Der Lifescience-Konzern Lonza will gemäss seinem Konzernchef Richard Ridinger im zweiten Quartal «punktuelle Massnahmen» beschliessen, um den Folgen der Frankenstärke zu begegnen. Er könne aber jetzt schon sagen, dass Lonza keine Lohnkürzungen vornehmen werde. «Wir wägen hier zwischen finanziellen Aspekten und der Motivation der Mitarbeiter ab», sagte Ridinger in einem online publizierten Interview mit der «Finanz und Wirtschaft» (FuW).

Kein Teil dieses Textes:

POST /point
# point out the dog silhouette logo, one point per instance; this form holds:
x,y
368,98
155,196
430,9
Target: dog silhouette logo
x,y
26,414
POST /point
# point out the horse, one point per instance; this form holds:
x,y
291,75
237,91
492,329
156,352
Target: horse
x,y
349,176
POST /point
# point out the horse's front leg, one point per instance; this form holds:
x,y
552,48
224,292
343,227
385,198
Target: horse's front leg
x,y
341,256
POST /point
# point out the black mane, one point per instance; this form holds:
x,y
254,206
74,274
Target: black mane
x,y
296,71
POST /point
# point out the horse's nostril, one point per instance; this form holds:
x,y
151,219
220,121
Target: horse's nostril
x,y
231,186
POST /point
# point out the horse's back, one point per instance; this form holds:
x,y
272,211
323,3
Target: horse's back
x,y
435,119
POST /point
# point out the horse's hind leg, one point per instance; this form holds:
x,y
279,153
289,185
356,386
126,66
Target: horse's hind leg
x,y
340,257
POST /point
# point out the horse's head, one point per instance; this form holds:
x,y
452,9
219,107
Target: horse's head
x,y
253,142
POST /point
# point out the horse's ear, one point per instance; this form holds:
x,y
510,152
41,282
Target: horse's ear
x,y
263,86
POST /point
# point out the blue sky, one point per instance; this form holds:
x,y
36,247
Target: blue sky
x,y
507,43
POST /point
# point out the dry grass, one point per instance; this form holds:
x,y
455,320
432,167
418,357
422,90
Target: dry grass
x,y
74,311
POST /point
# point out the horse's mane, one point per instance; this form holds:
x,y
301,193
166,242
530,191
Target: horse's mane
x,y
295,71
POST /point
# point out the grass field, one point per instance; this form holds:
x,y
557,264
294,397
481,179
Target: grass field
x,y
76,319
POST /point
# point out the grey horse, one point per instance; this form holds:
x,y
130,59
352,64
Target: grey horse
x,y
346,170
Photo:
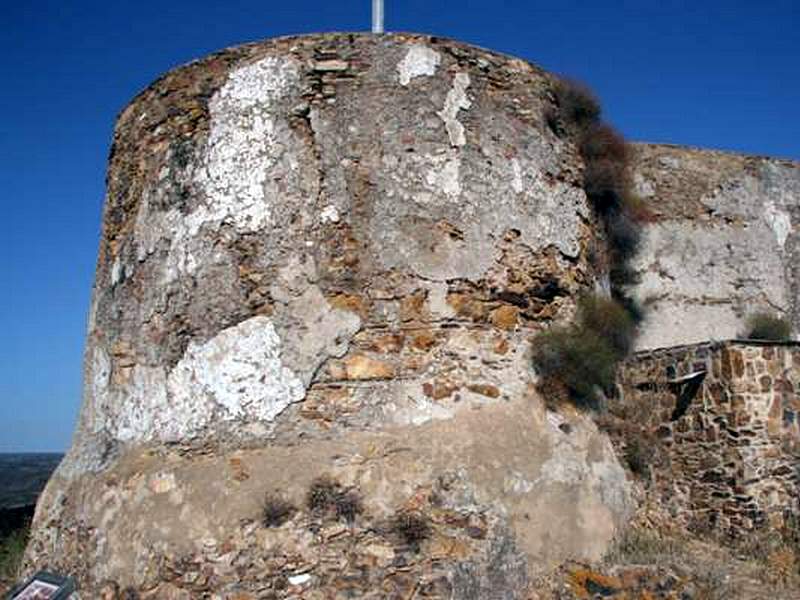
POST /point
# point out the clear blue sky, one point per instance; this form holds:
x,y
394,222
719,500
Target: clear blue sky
x,y
719,74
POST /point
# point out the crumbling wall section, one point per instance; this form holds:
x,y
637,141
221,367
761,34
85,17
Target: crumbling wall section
x,y
723,242
726,415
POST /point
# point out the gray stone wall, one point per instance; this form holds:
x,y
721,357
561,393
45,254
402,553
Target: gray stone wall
x,y
724,243
326,256
725,417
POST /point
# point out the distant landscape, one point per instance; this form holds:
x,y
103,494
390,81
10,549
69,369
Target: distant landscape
x,y
23,477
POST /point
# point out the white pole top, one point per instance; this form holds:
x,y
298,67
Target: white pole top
x,y
377,16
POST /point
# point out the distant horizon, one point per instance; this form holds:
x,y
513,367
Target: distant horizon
x,y
717,76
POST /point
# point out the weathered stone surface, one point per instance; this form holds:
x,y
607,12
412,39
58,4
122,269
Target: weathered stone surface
x,y
725,243
326,255
729,443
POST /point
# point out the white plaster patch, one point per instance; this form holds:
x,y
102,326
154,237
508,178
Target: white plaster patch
x,y
446,180
779,221
243,147
516,483
417,410
242,142
418,61
240,370
643,187
116,272
238,374
101,372
516,176
329,214
299,579
455,101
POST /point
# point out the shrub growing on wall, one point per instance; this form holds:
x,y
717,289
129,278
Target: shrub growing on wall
x,y
765,326
581,358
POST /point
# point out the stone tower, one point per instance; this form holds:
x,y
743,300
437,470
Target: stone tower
x,y
325,256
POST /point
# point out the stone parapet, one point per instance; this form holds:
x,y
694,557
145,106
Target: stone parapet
x,y
725,415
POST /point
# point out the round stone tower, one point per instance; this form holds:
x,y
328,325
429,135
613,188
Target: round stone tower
x,y
324,257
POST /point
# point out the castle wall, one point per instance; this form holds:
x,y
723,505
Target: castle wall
x,y
724,242
326,256
726,415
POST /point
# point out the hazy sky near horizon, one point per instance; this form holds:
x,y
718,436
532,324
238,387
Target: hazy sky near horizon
x,y
712,74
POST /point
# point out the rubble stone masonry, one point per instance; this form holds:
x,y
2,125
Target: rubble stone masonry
x,y
726,415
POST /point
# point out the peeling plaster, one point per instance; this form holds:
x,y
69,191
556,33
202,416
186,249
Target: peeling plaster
x,y
418,61
455,101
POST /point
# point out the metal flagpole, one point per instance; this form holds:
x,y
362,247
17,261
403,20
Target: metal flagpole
x,y
377,16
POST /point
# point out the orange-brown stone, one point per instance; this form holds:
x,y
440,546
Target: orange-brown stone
x,y
424,340
361,367
350,302
484,389
439,390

Insgesamt sei er zuversichtlich, dass Lonza auch dank einer besonnenen Reaktion «intelligente Lösungen zur Bewältigung des starken Franken» finden werde, so Ridinger. Eine stärkere Expansion von Lonza im Ausland statt in der Schweiz lehnte er ab. In der Schweiz bekomme Lonza derzeit noch die benötigten Mitarbeiter. «Ausserdem schätze ich die hohe Loyalität unserer Angestellten.» Allerdings müsse sich auch Visp «weiterentwickeln».

Verschuldung abgebaut

Die angestrebte Verbesserung der Kapitalrendite bis 2016 auf 13 Prozent will Ridinger unter anderem mit mehr Kundennähe und Skaleneffekten erreichen. Ansetzen werde man vor allem dort, wo für den Kunden massgeschneiderte Produkte gefertigt würden: «Hier ist die Kapitalintensität am höchsten.»

Lonza habe zudem die Verschuldung in den letzten Jahren stetig abgebaut, sagte Ridinger weiter. «Das gibt uns wieder mehr Flexibilität, um auch Möglichkeiten durch Übernahmen zu prüfen.»